Here’s a very recent BangerNomics example. My 85 year old mother-in-law (who lives solely on state pension and benefits) had run around in an S reg (1999) VW Passat Estate for around 12 years. She had to fork out a few hundred quid in maintenance costs each year but it was still incredibly cheap motoring.
At the cars last MOT, at 22 years old, the repairs became uneconomical so she binned it and bought a 2009 VW Golf Estate with 161,000 mikes on the clock for £1k. Unfortunately, after just one month (whilst still getting used to the car) she managed to scrape it down the side of a stone wall (she lives out in the sticks). She got a quote for repairs of £750. As she doesn’t intend to drive for much longer, she went to her insurers who, as we expected, said that the car was uneconomical to repair and would be written off. They offered her £2,000 for the car (they didn’t ask about the mileage which, come to think of it, insurers don’t, so they had obviously valued it on average mileage).

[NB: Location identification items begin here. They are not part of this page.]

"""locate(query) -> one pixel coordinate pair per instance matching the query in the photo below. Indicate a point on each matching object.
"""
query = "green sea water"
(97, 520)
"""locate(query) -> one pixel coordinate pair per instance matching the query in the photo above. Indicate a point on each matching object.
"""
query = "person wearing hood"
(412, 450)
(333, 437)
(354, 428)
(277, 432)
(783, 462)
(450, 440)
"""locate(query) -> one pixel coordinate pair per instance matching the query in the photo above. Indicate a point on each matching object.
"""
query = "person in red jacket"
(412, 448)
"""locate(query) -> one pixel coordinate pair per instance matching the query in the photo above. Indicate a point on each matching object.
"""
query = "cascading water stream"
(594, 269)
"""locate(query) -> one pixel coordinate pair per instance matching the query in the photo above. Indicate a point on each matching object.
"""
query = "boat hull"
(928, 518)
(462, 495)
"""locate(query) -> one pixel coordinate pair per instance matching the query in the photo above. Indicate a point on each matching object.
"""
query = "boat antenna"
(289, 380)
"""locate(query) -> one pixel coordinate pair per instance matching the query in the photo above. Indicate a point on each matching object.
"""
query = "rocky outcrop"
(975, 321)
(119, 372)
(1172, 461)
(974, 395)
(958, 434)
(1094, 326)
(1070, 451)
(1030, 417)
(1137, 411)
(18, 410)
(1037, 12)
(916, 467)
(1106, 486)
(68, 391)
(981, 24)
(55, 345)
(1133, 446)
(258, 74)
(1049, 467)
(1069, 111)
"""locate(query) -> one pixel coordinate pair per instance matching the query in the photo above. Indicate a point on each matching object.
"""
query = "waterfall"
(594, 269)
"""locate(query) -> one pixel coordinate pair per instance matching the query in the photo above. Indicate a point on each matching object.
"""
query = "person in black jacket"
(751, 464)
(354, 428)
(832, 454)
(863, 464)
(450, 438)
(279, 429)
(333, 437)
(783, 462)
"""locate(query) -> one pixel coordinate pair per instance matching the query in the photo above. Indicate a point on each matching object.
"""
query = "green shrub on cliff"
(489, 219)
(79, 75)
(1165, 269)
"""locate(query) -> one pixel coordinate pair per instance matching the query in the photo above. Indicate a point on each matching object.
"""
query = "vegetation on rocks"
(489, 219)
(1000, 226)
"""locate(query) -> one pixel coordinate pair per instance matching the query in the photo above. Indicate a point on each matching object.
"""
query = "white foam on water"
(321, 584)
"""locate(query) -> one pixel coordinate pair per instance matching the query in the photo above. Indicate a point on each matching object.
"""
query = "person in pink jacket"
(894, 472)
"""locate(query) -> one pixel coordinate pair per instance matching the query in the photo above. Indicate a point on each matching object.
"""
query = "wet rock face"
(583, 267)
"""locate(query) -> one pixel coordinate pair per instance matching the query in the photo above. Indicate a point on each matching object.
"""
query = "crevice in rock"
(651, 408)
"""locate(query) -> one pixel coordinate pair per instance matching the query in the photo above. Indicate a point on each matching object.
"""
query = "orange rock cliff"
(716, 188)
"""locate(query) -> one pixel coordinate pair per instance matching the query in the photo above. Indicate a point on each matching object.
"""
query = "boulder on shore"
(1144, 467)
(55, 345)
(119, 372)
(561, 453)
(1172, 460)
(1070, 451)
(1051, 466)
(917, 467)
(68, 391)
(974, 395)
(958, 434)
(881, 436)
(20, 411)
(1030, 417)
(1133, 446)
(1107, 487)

Now here’s where it gets bizarre and I still don’t understand it (never having written a car off myself, thankfully). As it was a category N write off (cosmetic only) they let her buy the car back for just £200 so, after paying that and her £50 excess she had the car back plus £1,750. She put the car in for repair (cost £750) and now has the repaired car back plus £1,000 in her pocket. As she had protected No Claims Discount, her insurance continued unaffected. I still can’t get my head around it as it seems nuts to me, but that’s what’s happened!